Department 37 capital: Tours
Main cities/towns: Joué-lès-Tours, Saint-Cyr-sur-Loire, Saint-Pierre-des-Corps, Saint-Avertin, Chinon, Loches
Indre-et-Loire seems to want for a catchier name. The departmental council prefers using ‘Touraine’, the pre-Revolution name, for most of the area it covers.
‘The purest French’
Tours is the main city by far. It and surrounding communes, grouped into Tours Métropole Val de Loire, make up nearly half the population of the department.
Tours is sometimes called the most bourgeois city in France and residents claim they speak the ‘purest French’.
The Loire, the longest wild river in France without any dams on it, is the star attraction of the department, along with the chateaux built in its valley.
Weather and work
Traditionally marking the boundary between the north and south of France, the department typically has cool to mild winters but hot summers, with temperatures over 30C common.

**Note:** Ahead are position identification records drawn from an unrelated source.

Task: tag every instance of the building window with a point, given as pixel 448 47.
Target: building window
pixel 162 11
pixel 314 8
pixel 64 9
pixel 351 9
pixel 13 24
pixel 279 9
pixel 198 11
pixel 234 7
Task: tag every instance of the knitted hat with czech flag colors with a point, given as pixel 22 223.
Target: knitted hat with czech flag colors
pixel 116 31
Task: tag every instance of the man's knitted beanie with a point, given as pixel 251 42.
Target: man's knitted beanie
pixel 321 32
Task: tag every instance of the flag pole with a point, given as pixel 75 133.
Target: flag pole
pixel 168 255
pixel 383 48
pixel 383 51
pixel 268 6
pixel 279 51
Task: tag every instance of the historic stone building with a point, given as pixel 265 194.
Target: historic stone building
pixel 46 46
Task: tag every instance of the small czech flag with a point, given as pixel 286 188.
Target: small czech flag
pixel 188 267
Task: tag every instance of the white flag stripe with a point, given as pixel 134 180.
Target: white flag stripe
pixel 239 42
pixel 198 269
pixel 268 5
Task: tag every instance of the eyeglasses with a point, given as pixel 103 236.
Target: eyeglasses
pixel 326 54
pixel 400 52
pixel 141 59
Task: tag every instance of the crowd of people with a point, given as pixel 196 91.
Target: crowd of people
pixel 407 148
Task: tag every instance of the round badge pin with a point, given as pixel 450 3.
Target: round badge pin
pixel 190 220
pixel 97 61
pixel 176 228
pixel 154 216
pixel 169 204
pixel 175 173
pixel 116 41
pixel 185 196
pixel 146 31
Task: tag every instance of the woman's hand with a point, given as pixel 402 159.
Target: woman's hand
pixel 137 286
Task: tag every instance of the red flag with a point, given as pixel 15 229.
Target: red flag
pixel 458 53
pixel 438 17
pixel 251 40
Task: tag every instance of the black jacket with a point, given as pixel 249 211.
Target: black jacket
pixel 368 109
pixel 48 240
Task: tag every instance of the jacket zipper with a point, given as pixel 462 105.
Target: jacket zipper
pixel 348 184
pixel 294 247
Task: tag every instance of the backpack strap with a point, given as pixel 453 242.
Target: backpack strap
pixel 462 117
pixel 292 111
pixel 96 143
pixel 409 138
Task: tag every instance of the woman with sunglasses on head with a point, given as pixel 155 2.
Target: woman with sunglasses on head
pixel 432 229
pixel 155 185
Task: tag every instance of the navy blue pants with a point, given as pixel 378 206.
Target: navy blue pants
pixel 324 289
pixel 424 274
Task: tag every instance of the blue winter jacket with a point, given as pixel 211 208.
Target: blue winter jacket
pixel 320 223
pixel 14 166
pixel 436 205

Around Tours is a fair bit of industry, notably the large railway yards and maintenance depots at Saint-Pierre-des-Corps, but Tours tries to rise above the need to dirty one’s hands and instead celebrates the finer things of life.
High prices around Tours
House prices in Tours tend to be high – not surprising when Paris is less than an hour away by TGV – and looking for property below or around the €50,000 mark might bring up a few viager investment opportunities but little else.
In the countryside, it is another matter. For the truly courageous, there is a roofless farmhouse (but with stone walls still mainly standing) and 9,000m² of land for €15,000 in a commune in the far south.
Indre-et-Loire has no fewer than four motorways, as well as the TGV line, which means transport links are good.
Ryanair usually has four flights a week to London from Tours airport in season, and one out of season.